Sometimes I’m glad I’m not a “professional” blogger, with sponsors to make happy and PR flacks to please and news releases about celebrities and products to flog. Sure, I’d like to write and read blogs for a living, but there are times when I think being a full-time blogger who relies on her blog for her livelihood would suck. The release of a movie like “Sex And the City 2” is one of those times.
See, if I was relying on this blog for my livelihood, I might have to publish stories that tie in with SATC2’s marketing campaign, like “How to Get Carrie’s Hair” or “Charlotte’s Perfect Makeup” or “Samantha’s Still-Active Va-Jay-Jay.” (OK, maybe not the last one.) That would kill me, because the Sex and the City franchise sucks in general, and this latest movie very specifically.
I haven’t even seen it. I don’t have to. I can smell that shit from miles away. I find the whole concept of it shallow and offensive. But just in case you don’t believe me, there are lots of honest reviews you can check out. Like this one. Or this, this, and this. Or, most hilariously, THIS, which is the best of all. (That last one, by Lindy West at The Stranger, is getting a lot of press and link love, so it may take a really long time to load.)
I used to watch SATC on HBO. The first few seasons were fun. By the last two or so, it was getting old, or maybe I was just growing up, because I didn’t find it compelling anymore. I think by the time the series finally gasped its last, everyone was pretty much ready to be done with it. Then they came out with the first movie, which I didn’t see until it was on cable. I was not impressed. It wasn’t awful, but it certainly wasn’t the kind of thing I’d get dressed and leave the house for either. I think we can all agree that a sequel was COMPLETELY unnecessary. Seriously. Come on.

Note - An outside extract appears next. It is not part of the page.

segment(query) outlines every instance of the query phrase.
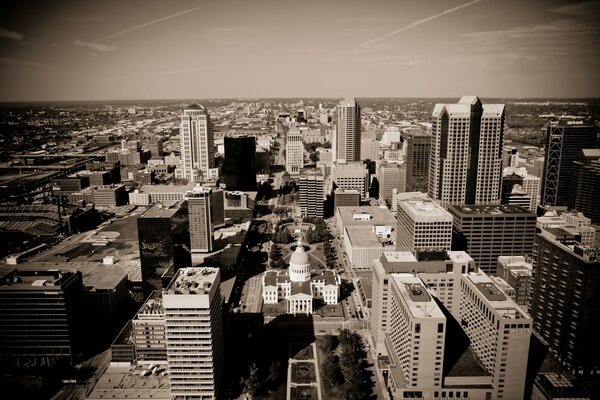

The big problem with movies like SATC2, and similar fluff like “Confessions of a Shopaholic,” is their tone-deafness. The country is in a recession, for Christ’s sake. Some people have been unemployed for two years now, and everyone is making sacrifices. Somehow, watching two hours of shallow, logo-flogging, conspicuous consumption just doesn’t make me feel any better, and it seems to not be helpful to most other hard-working folks either. There was a lot of talk about how in the Great Depression, Hollywood produced lots of lavish musicals and entertainment designed to help people “forget their problems” and “escape into a dream world.” But I don’t think it works anymore. We’ve moved on as a society, and most of us can’t relate, and don’t WANT to relate, to the shallow old hags of Sex and the City.